Na visão de Vilma Piedade, a Flin vai contribuir também para dar mais visibilidade para os autores e autoras que tratam de cultura negra e de questões raciais. Citou a escritora portuguesa, psicóloga e artista interdisciplinar com raízes em Angola e São Tomé e Príncipe Grada Kilomba, em Memórias da Plantação, que tem a frase ‘Uma mulher negra, diz sou uma mulher negra, e uma mulher branca, diz sou uma mulher.

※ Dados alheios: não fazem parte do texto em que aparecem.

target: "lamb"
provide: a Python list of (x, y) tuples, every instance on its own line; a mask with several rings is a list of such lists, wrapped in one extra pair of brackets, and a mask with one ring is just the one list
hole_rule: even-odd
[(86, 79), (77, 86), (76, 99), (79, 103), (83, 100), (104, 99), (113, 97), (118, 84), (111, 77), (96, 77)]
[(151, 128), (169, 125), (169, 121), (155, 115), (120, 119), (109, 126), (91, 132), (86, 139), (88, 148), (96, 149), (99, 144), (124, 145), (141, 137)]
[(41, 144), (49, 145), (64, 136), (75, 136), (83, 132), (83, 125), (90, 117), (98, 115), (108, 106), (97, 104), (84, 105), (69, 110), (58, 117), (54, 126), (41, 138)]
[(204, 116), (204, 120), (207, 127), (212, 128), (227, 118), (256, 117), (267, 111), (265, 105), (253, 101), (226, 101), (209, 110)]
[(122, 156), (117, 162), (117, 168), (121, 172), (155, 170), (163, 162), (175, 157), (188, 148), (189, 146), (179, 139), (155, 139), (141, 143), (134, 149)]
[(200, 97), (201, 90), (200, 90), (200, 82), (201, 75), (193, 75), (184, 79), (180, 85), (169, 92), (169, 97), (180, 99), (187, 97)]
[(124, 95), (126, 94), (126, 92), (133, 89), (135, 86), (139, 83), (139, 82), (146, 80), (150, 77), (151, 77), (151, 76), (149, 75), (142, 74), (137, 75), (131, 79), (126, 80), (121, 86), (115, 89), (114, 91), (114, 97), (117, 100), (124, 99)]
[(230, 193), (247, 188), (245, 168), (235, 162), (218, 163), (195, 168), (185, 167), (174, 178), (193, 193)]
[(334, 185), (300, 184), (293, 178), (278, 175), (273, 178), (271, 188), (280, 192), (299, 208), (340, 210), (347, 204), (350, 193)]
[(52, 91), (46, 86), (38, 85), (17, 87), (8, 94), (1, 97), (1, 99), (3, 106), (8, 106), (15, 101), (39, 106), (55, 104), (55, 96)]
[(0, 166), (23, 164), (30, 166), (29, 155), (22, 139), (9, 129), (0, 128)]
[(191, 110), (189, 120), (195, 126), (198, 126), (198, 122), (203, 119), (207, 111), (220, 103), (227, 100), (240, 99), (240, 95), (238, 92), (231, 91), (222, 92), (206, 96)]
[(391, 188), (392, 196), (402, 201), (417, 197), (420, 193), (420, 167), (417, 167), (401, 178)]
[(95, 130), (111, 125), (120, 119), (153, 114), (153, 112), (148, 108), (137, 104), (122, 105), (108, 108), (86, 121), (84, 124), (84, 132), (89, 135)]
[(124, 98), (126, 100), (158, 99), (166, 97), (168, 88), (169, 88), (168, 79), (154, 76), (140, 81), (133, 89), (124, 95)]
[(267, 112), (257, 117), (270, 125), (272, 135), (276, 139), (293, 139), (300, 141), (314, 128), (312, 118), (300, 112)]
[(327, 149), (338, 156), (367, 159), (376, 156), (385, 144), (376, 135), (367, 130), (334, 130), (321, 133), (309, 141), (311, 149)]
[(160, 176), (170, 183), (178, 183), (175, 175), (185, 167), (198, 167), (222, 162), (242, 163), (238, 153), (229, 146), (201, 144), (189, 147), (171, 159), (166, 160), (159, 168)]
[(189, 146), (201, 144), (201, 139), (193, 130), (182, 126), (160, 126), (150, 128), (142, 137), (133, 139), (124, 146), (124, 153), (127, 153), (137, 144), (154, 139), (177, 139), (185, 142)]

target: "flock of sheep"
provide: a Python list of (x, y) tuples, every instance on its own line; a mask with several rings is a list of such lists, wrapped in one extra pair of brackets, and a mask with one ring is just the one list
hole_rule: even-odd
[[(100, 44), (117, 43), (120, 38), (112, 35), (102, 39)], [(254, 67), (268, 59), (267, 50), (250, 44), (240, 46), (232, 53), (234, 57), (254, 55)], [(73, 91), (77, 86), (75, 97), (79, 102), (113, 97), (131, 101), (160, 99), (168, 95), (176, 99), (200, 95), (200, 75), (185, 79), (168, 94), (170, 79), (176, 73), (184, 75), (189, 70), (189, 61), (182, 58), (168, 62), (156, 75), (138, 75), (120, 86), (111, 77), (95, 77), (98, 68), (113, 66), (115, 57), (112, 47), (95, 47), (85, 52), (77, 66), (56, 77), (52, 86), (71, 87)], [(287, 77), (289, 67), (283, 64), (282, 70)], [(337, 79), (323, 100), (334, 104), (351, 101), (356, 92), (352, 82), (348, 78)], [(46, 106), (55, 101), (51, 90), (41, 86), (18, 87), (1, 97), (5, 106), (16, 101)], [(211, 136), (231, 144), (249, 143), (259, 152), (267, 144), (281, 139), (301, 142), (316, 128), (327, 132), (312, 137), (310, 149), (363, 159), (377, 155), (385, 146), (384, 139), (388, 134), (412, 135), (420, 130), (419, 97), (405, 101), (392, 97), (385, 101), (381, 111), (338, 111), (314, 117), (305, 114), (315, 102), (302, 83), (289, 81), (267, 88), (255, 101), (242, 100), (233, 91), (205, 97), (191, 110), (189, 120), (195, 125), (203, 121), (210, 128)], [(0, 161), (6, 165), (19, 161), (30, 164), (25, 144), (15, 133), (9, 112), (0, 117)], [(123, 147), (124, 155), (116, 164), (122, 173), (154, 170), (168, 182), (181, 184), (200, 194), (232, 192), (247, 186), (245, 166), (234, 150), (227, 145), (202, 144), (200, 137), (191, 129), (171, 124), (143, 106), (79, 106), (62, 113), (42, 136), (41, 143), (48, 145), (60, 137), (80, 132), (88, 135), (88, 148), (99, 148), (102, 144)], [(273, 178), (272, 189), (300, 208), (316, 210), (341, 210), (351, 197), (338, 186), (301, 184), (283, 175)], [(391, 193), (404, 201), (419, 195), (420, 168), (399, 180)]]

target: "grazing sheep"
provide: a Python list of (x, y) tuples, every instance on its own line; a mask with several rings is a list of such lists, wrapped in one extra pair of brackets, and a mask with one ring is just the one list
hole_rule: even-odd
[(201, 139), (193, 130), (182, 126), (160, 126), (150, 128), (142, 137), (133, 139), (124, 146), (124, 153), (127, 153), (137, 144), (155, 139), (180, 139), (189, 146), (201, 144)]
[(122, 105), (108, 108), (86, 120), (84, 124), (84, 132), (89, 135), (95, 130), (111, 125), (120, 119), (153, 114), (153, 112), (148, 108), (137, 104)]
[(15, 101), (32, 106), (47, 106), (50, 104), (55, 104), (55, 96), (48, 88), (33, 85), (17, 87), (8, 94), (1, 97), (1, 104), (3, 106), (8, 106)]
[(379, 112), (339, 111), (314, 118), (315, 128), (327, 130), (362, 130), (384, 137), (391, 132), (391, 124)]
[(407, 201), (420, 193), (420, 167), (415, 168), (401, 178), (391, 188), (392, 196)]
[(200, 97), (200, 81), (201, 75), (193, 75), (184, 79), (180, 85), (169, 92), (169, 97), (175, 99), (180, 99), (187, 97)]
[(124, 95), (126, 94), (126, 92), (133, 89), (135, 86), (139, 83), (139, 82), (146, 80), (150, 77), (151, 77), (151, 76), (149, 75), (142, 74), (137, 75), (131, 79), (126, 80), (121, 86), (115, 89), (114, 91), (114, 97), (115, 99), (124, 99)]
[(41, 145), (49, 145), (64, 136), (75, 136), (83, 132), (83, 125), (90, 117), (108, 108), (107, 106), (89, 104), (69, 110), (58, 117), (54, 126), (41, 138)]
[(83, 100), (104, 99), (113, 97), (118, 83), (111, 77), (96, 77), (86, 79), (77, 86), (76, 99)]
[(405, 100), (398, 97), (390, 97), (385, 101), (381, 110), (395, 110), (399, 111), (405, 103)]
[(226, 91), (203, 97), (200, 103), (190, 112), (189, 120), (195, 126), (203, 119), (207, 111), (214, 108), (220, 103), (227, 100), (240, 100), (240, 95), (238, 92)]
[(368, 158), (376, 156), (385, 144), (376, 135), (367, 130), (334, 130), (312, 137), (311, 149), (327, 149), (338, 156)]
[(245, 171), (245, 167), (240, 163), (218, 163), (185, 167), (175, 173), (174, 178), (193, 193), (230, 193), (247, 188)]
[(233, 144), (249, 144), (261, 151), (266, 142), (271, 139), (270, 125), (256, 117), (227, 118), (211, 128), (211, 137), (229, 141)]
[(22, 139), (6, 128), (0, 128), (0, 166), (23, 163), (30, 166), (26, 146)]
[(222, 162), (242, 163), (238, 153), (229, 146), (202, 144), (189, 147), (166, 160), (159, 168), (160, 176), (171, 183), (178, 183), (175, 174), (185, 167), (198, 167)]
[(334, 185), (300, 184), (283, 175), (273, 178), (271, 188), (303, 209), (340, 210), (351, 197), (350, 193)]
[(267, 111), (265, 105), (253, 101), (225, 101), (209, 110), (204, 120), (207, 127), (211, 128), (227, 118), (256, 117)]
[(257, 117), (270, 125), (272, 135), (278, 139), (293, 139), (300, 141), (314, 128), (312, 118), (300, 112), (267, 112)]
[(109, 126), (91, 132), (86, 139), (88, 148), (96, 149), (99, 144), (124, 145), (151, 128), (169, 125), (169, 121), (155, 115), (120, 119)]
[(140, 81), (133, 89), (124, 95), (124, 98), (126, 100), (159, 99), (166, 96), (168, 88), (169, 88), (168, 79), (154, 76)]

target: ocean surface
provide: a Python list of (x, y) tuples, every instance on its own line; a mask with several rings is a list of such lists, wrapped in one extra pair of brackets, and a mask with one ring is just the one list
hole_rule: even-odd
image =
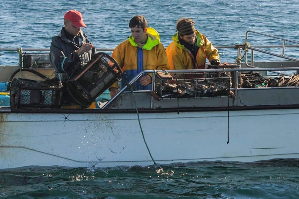
[[(114, 48), (126, 39), (129, 20), (137, 14), (158, 31), (165, 47), (171, 42), (176, 21), (183, 17), (193, 19), (215, 45), (242, 44), (248, 30), (299, 41), (298, 0), (2, 0), (0, 48), (49, 48), (51, 37), (63, 25), (63, 15), (72, 9), (82, 13), (87, 26), (83, 31), (97, 48)], [(249, 36), (251, 45), (283, 44), (279, 40)], [(282, 48), (268, 50), (281, 53)], [(237, 57), (234, 49), (219, 52), (222, 62), (233, 62)], [(286, 50), (285, 55), (299, 59), (299, 48)], [(255, 60), (273, 59), (258, 52), (254, 56)], [(18, 59), (16, 51), (0, 51), (0, 65), (17, 65)], [(299, 164), (297, 159), (277, 159), (0, 170), (0, 198), (297, 199)]]

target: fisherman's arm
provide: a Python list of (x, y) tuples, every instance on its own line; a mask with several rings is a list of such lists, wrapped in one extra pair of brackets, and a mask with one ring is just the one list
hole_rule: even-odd
[(209, 61), (211, 62), (213, 60), (217, 60), (220, 63), (220, 57), (218, 54), (218, 50), (213, 46), (213, 45), (209, 40), (205, 37), (205, 50), (206, 52), (207, 58)]
[(182, 50), (171, 44), (166, 49), (168, 63), (171, 70), (184, 70), (186, 66), (183, 60)]
[[(117, 63), (118, 64), (123, 72), (124, 67), (123, 63), (124, 60), (124, 55), (122, 54), (121, 52), (123, 51), (121, 51), (119, 49), (119, 45), (115, 48), (112, 53), (111, 57), (115, 60)], [(118, 92), (118, 81), (114, 83), (109, 88), (110, 91), (110, 96), (112, 98)]]
[(163, 44), (160, 43), (157, 51), (157, 70), (169, 70), (167, 55)]
[[(167, 60), (167, 56), (163, 45), (160, 43), (157, 46), (156, 70), (169, 70), (169, 66)], [(148, 74), (140, 78), (140, 83), (142, 86), (146, 86), (152, 83), (152, 74)]]

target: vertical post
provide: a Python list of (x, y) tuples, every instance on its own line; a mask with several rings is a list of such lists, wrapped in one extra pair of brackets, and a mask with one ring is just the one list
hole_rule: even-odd
[[(155, 77), (156, 75), (156, 73), (153, 72), (152, 73), (152, 91), (153, 91), (155, 90)], [(152, 96), (151, 96), (150, 98), (150, 108), (151, 109), (154, 108), (154, 98)]]
[(281, 55), (283, 56), (284, 54), (284, 50), (286, 48), (286, 40), (283, 40), (283, 45), (282, 46), (282, 54)]
[(238, 71), (234, 71), (235, 74), (235, 81), (234, 85), (233, 85), (235, 88), (235, 97), (234, 98), (234, 105), (237, 105), (237, 95), (238, 95), (238, 84), (239, 84), (238, 81), (239, 79), (239, 72)]
[(253, 68), (253, 50), (251, 50), (251, 60), (250, 61), (251, 63), (250, 63), (250, 66), (251, 68)]

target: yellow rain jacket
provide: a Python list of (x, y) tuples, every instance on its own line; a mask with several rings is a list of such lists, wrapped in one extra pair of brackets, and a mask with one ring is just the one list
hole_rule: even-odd
[[(147, 28), (146, 33), (148, 36), (147, 41), (142, 47), (143, 51), (141, 52), (143, 53), (143, 60), (141, 60), (143, 66), (140, 64), (140, 60), (137, 60), (138, 45), (135, 42), (132, 35), (119, 44), (112, 53), (112, 57), (117, 62), (123, 72), (122, 77), (123, 87), (126, 85), (126, 82), (129, 82), (143, 70), (169, 69), (167, 56), (164, 47), (160, 42), (159, 34), (155, 30), (149, 27)], [(134, 83), (135, 85), (133, 85), (134, 90), (139, 89), (138, 88), (142, 90), (151, 89), (150, 84), (148, 85), (149, 86), (145, 88), (137, 87), (136, 84), (139, 83), (139, 81), (137, 81), (138, 82), (135, 82), (136, 83)], [(112, 87), (118, 88), (117, 82), (110, 88)]]
[(191, 52), (180, 43), (178, 33), (172, 36), (173, 41), (166, 50), (170, 69), (203, 69), (205, 65), (206, 58), (210, 62), (215, 59), (220, 60), (218, 50), (205, 36), (197, 30), (195, 33), (197, 39), (196, 44), (199, 47), (196, 60), (194, 60)]

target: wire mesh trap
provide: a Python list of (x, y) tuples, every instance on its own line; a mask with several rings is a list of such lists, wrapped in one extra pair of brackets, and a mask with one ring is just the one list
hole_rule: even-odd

Um homem branco diz eu sou uma pessoa’.
A frase, para ela, mostra que o racismo desumaniza.
“Se parar para observar, nós temos sempre que dizer cultura negra, questão racial, temos sempre que reafirmar isso. Temos hoje um grande número de autores e autoras negras. A nossa primeira romancista Maria Firmina dos Reis, que escreveu Úrsula no século 19, só foi ser falada no século 20. A nossa primeira advogada, Esperança Garcia, é negra, mas só foi resgatada tempos atrás. Temos Carolina Maria de Jesus, com Quarto de Despejo. O que aconteceu? Ela foi traduzida em mais de 40 idiomas. Nasceu, cresceu e morreu no chão. Hoje temos expressões como Djamila Ribeiro. Estamos fazendo esse pensar sobre a nossa filosofia. O racismo negou nossa história, nossos valores, nosso conhecimento, aconteceu um epistemicídio. Essa feira está trazendo essa questão para fazer a troca de saberes. É muito importante”, afirma.
Ela lembra que atualmente existe a literatura infantojuvenil para crianças negras. “Elas não se viam reconhecidas nos livros infantis”, ressalta.
Um dos destaques da literatura infantojuvenil negra é a presença de Rodrigo França, autor do livro O Pequeno Príncipe Preto. “Ele é ator, dramaturgo, escritor. A curadoria é coletiva, mas está na minha área”, explicou Vilma.
A pesquisadora lembra que depois da pandemia muitas livrarias fecharam e o número de publicações digitais cresceu. Esse fator também é considerado pela Flin, que incluiu espaços para discussões sobre esse tema.
“Vai ter mesas trabalhando a inovação e discutindo a IA [inteligência artificial], mas o analógico está presente também”, afirmou.
“A gente começa a entender que existem outras formas de ler possíveis. Isso está muito dentro da gente. A gente está falando muito de oralidade, do papel da internet e da tecnologia nesse processo de leitura, e a Flin trata disso também”, explica Jordão Pablo de Pão.
A entrada na Sala Nelson Pereira dos Santos é a partir da distribuição de senhas 2 horas antes do início de cada atração. Para a Arena Flin é por ordem de chegada, sujeita a lotação. Os outros espaços têm trânsito livre.
Informações sobre a programação estão no site da feira.